With all of the conveniences that technology affords us, I think as a society we tend to focus on the positives far more than the negatives. But my current situation has me suddenly viewing the Internet in a whole new light and realizing how difficult it is to control information.
To sum up a very complex situation, my immediate family (parents, siblings) is not on speaking terms with the entire rest of my family (that's mostly my parents' fault, my siblings are too young to know about it). I, however, made a choice about 4 years ago to be involved with both sides under the condition that the rest of the family not learn anything about my immediate family. No news, no photos, no whereabouts, nothing. I am also not permitted to tell my younger siblings that they have other relatives. I will also be excommunicated if I do not abide by these rules and I would miss my siblings greatly. So up until now, the situation has been mostly without issues.

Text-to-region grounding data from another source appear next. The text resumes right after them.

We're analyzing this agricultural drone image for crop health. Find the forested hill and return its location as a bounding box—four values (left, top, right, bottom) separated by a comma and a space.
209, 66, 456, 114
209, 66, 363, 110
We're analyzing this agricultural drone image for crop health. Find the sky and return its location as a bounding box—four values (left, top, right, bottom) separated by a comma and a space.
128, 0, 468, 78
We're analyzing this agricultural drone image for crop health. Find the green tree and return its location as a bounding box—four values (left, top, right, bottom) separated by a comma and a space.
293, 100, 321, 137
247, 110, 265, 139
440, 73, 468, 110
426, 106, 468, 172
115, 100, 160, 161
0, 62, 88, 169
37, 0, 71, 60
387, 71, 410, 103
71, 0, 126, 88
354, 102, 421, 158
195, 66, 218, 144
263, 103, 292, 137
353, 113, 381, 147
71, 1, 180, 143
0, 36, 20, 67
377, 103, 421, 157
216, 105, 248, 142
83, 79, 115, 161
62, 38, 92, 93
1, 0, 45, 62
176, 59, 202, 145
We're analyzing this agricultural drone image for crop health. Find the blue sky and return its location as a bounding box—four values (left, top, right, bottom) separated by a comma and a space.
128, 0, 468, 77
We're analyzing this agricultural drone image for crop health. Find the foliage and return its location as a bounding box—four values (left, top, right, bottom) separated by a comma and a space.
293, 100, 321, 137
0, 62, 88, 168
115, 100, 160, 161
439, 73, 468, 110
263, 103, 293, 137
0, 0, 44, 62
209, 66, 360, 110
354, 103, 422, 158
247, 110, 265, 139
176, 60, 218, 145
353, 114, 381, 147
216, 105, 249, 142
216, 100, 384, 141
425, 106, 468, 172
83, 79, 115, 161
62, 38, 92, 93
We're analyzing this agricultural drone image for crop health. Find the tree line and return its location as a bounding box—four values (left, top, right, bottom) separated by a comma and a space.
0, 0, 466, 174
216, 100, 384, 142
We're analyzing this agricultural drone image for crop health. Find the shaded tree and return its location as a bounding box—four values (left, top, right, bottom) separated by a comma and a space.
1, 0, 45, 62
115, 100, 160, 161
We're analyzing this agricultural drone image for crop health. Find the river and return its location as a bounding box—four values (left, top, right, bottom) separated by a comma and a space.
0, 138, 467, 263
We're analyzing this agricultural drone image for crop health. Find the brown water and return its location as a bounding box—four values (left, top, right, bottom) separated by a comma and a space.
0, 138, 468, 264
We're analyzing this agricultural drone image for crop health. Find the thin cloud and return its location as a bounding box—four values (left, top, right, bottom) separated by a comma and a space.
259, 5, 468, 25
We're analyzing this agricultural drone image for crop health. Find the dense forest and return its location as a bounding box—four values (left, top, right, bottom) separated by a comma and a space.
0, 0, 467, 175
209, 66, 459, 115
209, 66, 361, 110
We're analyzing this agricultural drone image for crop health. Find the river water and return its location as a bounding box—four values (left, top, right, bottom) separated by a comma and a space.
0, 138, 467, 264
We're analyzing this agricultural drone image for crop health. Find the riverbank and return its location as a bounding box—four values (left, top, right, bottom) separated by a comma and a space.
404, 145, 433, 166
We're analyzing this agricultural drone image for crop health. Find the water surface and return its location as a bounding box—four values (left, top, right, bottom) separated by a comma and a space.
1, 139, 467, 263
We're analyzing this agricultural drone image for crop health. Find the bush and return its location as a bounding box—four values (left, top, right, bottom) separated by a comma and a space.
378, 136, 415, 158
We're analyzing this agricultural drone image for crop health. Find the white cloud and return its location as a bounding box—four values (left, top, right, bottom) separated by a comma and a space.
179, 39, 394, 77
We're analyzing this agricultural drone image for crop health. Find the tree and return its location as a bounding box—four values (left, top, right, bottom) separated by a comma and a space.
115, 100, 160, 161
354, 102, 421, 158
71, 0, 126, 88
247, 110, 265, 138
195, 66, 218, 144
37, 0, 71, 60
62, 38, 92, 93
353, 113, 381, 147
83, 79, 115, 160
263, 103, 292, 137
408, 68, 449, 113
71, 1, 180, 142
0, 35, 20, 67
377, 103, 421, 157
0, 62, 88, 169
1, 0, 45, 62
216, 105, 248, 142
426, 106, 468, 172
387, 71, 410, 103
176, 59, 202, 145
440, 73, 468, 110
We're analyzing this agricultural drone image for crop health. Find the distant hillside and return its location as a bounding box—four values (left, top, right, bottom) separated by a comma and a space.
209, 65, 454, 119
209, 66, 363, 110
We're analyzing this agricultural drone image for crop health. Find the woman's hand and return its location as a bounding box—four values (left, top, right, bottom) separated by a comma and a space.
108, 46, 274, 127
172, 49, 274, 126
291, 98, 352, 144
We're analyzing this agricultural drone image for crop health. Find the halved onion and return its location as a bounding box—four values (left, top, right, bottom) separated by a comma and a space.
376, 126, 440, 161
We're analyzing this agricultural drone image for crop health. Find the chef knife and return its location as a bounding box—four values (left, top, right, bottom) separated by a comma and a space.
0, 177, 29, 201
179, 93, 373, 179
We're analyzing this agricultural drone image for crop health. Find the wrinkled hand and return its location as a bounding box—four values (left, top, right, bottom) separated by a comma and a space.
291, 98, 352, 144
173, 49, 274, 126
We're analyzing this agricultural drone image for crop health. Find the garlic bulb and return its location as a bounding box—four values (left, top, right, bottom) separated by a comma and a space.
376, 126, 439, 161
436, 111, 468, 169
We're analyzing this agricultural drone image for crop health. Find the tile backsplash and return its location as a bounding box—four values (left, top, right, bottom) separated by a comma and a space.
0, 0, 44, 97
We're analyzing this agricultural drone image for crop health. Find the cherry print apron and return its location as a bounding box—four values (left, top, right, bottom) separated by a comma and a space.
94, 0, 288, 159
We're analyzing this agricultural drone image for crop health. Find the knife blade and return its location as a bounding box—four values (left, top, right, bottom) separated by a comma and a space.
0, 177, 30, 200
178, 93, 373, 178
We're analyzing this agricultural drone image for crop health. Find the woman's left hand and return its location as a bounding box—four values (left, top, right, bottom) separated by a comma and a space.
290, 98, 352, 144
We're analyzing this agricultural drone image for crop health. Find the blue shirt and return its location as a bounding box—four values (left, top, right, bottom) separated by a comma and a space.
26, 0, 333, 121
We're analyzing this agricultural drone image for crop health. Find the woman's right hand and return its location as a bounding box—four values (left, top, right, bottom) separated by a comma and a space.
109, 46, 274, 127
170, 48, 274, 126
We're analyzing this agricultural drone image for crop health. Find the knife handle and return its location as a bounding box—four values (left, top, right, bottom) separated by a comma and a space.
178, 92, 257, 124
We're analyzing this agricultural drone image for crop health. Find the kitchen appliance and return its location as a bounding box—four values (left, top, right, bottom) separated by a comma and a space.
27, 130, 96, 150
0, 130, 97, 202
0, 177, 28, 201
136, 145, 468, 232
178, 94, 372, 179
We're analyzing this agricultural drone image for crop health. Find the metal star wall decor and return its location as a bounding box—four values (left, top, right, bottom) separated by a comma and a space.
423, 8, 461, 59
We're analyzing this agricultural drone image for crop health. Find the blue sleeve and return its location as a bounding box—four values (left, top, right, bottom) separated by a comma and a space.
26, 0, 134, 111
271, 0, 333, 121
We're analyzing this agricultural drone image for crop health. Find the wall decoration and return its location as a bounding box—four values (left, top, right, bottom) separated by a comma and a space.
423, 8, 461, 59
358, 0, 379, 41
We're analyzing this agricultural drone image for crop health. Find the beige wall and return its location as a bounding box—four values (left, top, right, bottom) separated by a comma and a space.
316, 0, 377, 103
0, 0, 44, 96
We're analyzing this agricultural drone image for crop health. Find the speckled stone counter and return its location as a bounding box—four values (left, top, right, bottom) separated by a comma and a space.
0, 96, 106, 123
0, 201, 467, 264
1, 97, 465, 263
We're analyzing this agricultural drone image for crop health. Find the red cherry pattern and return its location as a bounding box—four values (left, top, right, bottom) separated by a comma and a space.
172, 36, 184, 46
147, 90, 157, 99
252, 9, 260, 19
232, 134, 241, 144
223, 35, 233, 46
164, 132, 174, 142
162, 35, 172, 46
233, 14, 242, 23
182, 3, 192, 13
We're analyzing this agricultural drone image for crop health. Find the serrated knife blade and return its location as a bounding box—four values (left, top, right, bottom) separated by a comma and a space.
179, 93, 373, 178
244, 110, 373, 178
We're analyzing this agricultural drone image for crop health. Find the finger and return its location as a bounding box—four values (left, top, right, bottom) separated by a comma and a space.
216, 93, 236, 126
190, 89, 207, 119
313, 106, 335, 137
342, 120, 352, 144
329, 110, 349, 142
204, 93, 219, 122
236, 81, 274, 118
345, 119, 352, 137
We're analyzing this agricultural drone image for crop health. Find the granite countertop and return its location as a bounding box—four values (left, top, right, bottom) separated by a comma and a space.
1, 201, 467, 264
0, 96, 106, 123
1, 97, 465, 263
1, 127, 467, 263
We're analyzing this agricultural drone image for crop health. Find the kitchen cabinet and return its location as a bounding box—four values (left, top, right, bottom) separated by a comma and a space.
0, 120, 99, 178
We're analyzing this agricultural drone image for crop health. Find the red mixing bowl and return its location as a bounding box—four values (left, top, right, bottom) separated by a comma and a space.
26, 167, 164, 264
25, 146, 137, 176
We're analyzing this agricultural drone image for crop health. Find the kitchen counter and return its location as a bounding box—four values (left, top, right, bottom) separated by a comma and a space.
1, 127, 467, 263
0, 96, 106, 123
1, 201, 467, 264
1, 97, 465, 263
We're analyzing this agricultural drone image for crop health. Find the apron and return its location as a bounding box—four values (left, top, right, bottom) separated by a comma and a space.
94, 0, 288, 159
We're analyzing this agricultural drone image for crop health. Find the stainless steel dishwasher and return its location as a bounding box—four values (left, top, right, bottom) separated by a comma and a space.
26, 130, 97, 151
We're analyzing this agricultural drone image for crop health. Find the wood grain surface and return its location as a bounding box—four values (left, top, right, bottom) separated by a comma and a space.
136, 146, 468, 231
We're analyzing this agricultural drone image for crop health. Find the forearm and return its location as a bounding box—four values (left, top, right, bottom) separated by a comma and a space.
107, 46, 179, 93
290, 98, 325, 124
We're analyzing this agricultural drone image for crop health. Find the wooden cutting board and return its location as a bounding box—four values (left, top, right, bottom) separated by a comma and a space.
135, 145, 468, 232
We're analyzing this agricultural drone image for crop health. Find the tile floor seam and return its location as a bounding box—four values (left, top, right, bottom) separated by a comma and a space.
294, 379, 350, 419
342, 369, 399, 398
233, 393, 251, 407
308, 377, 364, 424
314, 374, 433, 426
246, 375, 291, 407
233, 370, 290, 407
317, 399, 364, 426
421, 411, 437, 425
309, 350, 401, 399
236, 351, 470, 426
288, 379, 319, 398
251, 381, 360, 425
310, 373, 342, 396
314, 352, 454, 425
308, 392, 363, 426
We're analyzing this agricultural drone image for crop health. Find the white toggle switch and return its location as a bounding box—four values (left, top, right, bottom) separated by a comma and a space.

The rest of the family respects this divide and I take care to have family members over only at certain times so their paths will not be crossed. I do not hang photos of any of my family (mostly). And I have been lucky in that my activities on FB and Twitter are not followed by my (mostly) technologically-inept relatives. But today that has changed.
My aunt, with whom I am very close, just joined FB and friended me. On one hand, I am extremely excited that she has joined the addictive community. But on the other, I have photos with siblings, am friends with other relatives that could complicate the situation, etc. I have been great at compartmentalizing my life into separate families, much as a child of divorced parents probably. But how do I do this on FB? I can't completely hide all aspects of my different lives from each other. And I'm tired of doing it. As my siblings get closer and closer to adulthood, I also have to ask myself, "Will I tell them about the rest of their family or not? Can I trust them with this knowledge? What will happen if my parents find out?" Oh, families.